Mike Kammerling says
It’s remarkable isn’t it David? I heard another good example recently, although what he was grappling with took a bit longer than a day to decipher.
For years, Einstein couldn’t reconcile two seemingly contradictory concepts of time and space until one day, while working at the Patent Office in Bern, he saw the town clock and it struck him: time can operate in varying ways depending on the speed you are travelling; Special Relativity was born. Born in Bern.
tricia tinsley says
I have used Mike’s method many times and it has never failed to produce. After reading the book “What the Bleep Do We Know?” I am convinced that the universe operates like a giant computer with a huge database of stored knowledge that our brains can access through tiny computer-like structures deep within our neurons that digitally interface with the quantum level of reality, where all things are possible.
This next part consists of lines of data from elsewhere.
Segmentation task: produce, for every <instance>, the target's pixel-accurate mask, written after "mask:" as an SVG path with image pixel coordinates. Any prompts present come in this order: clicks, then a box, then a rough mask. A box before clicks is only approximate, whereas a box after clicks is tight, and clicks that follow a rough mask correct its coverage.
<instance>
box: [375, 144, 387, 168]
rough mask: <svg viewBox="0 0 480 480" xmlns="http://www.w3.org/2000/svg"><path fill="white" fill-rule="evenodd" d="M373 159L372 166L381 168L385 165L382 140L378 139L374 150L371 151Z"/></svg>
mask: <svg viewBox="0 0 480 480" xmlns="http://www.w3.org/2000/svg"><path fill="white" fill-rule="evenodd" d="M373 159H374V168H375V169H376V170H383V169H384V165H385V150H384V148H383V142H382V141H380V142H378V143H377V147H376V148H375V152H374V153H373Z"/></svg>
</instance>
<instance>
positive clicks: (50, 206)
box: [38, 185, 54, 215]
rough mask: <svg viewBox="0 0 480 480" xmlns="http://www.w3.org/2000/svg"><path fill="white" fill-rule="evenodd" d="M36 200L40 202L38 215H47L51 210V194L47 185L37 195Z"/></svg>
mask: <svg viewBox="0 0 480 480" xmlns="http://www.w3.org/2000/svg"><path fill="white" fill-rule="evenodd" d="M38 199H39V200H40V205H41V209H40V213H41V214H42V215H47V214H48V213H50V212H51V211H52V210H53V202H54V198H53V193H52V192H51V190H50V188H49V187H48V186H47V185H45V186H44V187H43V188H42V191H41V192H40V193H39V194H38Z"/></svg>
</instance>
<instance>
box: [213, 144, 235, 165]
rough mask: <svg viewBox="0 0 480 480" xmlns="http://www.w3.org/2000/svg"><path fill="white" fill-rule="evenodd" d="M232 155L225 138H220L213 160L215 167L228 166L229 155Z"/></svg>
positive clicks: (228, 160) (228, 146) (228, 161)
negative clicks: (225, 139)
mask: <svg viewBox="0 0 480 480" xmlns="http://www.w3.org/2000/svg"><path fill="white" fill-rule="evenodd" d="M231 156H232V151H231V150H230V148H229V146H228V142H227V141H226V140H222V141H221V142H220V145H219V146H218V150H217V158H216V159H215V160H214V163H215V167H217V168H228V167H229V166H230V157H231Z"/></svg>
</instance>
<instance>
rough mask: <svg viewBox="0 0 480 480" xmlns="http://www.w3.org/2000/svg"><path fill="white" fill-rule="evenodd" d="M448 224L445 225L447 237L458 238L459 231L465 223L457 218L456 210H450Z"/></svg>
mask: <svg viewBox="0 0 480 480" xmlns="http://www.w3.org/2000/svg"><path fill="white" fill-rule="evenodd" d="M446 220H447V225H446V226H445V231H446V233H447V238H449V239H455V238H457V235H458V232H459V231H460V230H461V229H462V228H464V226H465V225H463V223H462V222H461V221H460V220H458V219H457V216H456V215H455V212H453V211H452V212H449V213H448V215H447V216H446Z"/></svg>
I’ve found that I can speed up the process of receiving answers by chanting sanskrit mantras that either focus my mind on being one with the universe or relate to the type of issue I am grappling with. There is one ingredient I’ve found that is absolutely necessary for this type of guidance: A QUIET MIND. I suppose that’s why chanting helps — it quiets my mind. And the activities where answers and ideas frequently come that are cited in the comments (the shower, taking a walk, etc.) are activities where the mind is quiet.